The first thing I want to say is that I love the lines. The message and flow is fluid, and I feel where you broke lines is perfect. You paint a vivid picture, my favorite lines being, "Yet, for all my poise / On a warm summer day, / Who am I to judge / When winter will rest / it's tired feet?" It is composed beautifully. It really caught my attention.

I have one actual correction. "... winter will rest / it's tired feet?" - Use "its"; it is one of those exceptions to the rule. The possessive form of "it" does not have an apostrophe, though it is common to think it does. "It's" means "it is". Think of the apostrophe as standing in for the "i" in "is". So when writing a sentence, stop and replace "it is" where you want to use it's/its, and if it doesn't make sense then you know you're using the wrong one.
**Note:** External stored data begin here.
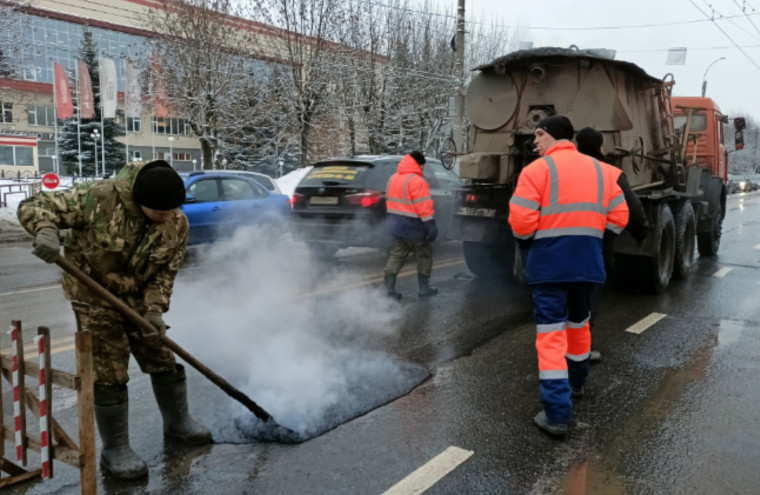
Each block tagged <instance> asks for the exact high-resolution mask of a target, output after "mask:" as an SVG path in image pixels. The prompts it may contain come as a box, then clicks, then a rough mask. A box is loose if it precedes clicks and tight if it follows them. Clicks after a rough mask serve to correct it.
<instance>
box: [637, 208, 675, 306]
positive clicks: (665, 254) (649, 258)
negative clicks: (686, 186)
mask: <svg viewBox="0 0 760 495" xmlns="http://www.w3.org/2000/svg"><path fill="white" fill-rule="evenodd" d="M653 240H654V242H653V245H654V251H653V252H652V257H651V258H647V260H648V261H649V269H648V270H647V274H646V276H647V279H646V280H645V284H644V288H645V289H646V290H648V291H650V292H654V293H657V294H659V293H660V292H662V291H664V290H665V289H667V288H668V284H670V277H671V276H672V275H673V261H674V260H675V249H676V227H675V222H674V220H673V212H672V211H671V210H670V207H669V206H668V205H662V207H661V208H660V214H659V215H658V217H657V226H656V228H655V229H654V239H653Z"/></svg>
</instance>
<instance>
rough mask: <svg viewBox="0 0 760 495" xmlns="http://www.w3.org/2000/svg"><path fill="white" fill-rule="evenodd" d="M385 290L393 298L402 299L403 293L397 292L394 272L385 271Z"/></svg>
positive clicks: (398, 299)
mask: <svg viewBox="0 0 760 495" xmlns="http://www.w3.org/2000/svg"><path fill="white" fill-rule="evenodd" d="M385 290H386V292H387V294H388V297H390V298H391V299H395V300H397V301H398V300H399V299H401V293H400V292H396V275H395V274H394V273H388V272H385Z"/></svg>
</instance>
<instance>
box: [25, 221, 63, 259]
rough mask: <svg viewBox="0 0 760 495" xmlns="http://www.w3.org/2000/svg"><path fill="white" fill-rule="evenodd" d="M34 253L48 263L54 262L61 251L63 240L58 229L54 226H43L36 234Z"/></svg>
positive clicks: (34, 244) (32, 252) (33, 249)
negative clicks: (61, 241) (55, 227)
mask: <svg viewBox="0 0 760 495" xmlns="http://www.w3.org/2000/svg"><path fill="white" fill-rule="evenodd" d="M32 246H33V247H34V249H33V250H32V254H34V255H35V256H37V257H38V258H40V259H41V260H42V261H44V262H46V263H53V262H54V261H55V260H56V258H58V254H60V252H61V241H60V240H59V239H58V230H57V229H54V228H53V227H43V228H41V229H40V230H39V231H37V235H36V236H34V244H32Z"/></svg>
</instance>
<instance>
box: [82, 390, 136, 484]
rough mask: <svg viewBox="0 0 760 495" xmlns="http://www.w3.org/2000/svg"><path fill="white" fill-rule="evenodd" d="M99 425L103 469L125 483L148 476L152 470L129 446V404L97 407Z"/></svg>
mask: <svg viewBox="0 0 760 495" xmlns="http://www.w3.org/2000/svg"><path fill="white" fill-rule="evenodd" d="M95 422H96V423H97V425H98V432H99V433H100V439H101V441H102V442H103V450H102V451H101V452H100V466H101V467H102V468H103V469H105V470H106V471H108V472H109V473H111V474H112V475H113V476H115V477H117V478H120V479H124V480H135V479H138V478H142V477H144V476H147V474H148V466H147V465H146V464H145V462H144V461H143V460H142V459H140V457H139V456H138V455H137V454H135V453H134V451H133V450H132V449H131V448H130V446H129V402H128V401H124V402H122V403H120V404H112V405H98V404H95Z"/></svg>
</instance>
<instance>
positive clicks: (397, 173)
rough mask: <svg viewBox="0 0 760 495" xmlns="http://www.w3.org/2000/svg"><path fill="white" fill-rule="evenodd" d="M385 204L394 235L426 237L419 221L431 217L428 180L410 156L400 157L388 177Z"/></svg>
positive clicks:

I hope that's not too confusing, I wanted to explain it so you would understand why I am making the correction and so you can benefit from it in the future (I'm also a high school English teacher, so it just happens, haha).

Now, if I may, I would like to offer a suggestion. Think about playing around with punctuation to give your lines a more dramatic impact. When reading poetry, you read with the punctuation, not the line. For example, with "I am but a rose / I live like any other", you don't pause with the break, you continue reading, because there is no punctuation to stop you. Just like in a sentence. An idea for those to lines to say what, I think, you want to say is, "I am but a rose. / I live like any other." I added the periods for a dramatic pause. But if you used commas instead, it would be a brief pause. That's just something to think about throughout the poem. If you have any questions feel free to ask!

Overall, I enjoyed this piece very much - good job! Keep it up!

Sincerely,
Alison
4
4
Review by adassatti
Rated: E | (2.5)
I like the overall concept of the ups and downs of a mother/son relationship that withstands time. The color symbolism you used for emotion was very inviting as well. It added an extra layer.

In regards to you wondering if your rhyming seems "childish", I think I may have some possible ideas. If I may, I believe you feel this way because, despite having a rhyme scheme, the rhythm of each couplet is off; it doesn't have the same flow as the lines before or after it. You said that you tend to sing your poems in your head as you write them, which is why you gravitate towards rhyming. Do you ever sing them aloud, or read them aloud? This is one of the easiest ways to determine if your rhythm is awkward or not. I do that all the time, because you can sometimes hear mistakes that you don't see reading silently. It's worth a shot at least. Also, keep up the same rhyme scheme throughout the entire piece, that will add fluidity.

My other suggestion is to play around with near rhymes to make it a little more technical and, ultimately, more vivid and powerful.
Ex: gold/soul death/next blaze/stage
You may have to restructure some of your lines to do this, but maybe not. Use a dictionary and thesaurus - those are my best friends when playing with a rhyming poem.

I hope this helps! But remember, suggestions are merely that - suggestions. Own your writing and create your own art. Again, I like the topic and variety of experiences described through time. Keep up the good work!